09 | 沢田研二
1980 -1981



 言わずと知れたグループ・サウンズ・ムーヴメントの中心的グループ、ザ・タイガースのヴォーカリスト。愛称はジュリー。特に60年代後期から70年代にかけての彼の人気は凄まじく、日本中の女性が彼のものだったとまで言われていた。

 ザ・タイガース解散後も「時の過ぎゆくままに」「勝手にしやがれ」などのヒット曲を連発し、スクリーンにも登場。スーパー・スターの名を欲しいままにした。

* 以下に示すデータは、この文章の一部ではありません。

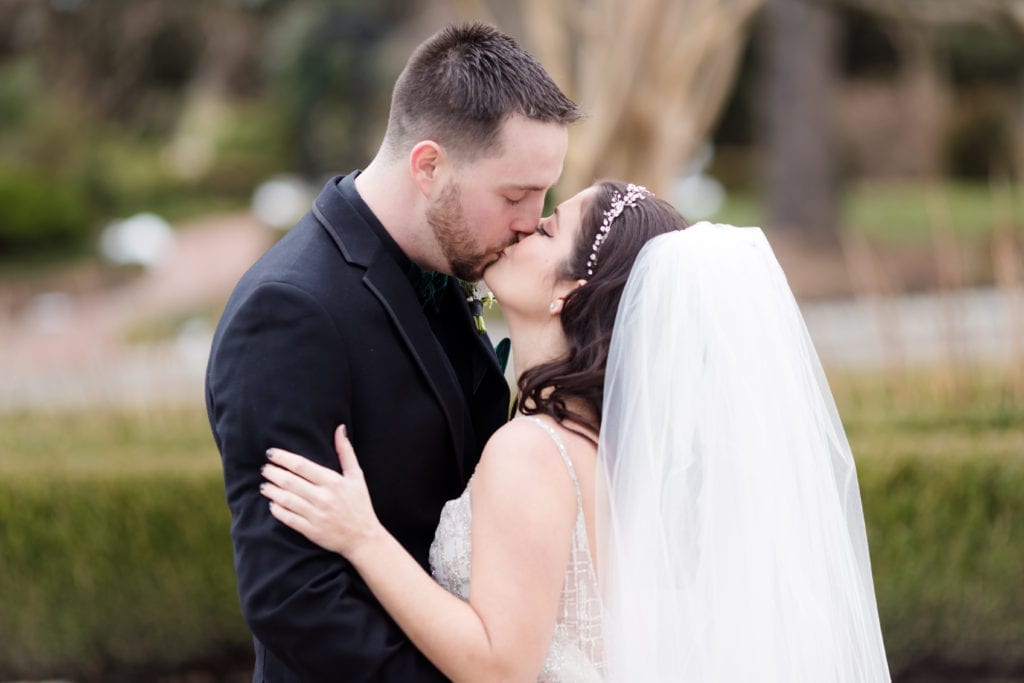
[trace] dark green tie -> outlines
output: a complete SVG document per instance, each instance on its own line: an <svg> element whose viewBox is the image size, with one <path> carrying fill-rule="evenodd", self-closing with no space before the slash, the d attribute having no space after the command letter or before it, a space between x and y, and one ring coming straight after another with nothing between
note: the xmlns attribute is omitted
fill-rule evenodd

 1981年、沢田のプロデューサーが当時まだデビューしてまもない佐野の才能を高く評価。作品を依頼し、佐野は「ヴァニティ・ファクトリー」「彼女はデリケート」「I'M IN BLUE」「Bye Bye Handy Love」「Why Oh Why」を提供している。考えてみれば、この時、佐野元春という80〜90年代を代表するアーティストと沢田という60〜70年代を背負ったシンガーは何らかの世代交代を図ったのではないだろうか。

 伊藤銀次は沢田のアルバム『GS I LOVE YOU』『ストリッパー』のアレンジを依頼され、後者はレコード大賞のアレンジ賞にノミネートされた。現在の活況を見せる日本のポップ/ロック・シーンはこの瞬間に始まったと言ってもいいだろう。

 アルバム『サムデイ』では「ヴァニティ・ファクトリー」の佐野のバージョンで沢田がコーラス参加。アルバム『GS I LOVE YOU』では「彼女はデリケート」の沢田バージョンで佐野がコーラス参加している。

 また佐野は、タイガース時代のほとんどの曲を手がけていた、すぎやまこういちメロディーに敬意を払って書いた「すべてはこの夜に」を提供。佐野作品とは思えない歌謡曲的なムードに包まれた佳曲だが、その後、吉川晃二がカバーしてヒットした。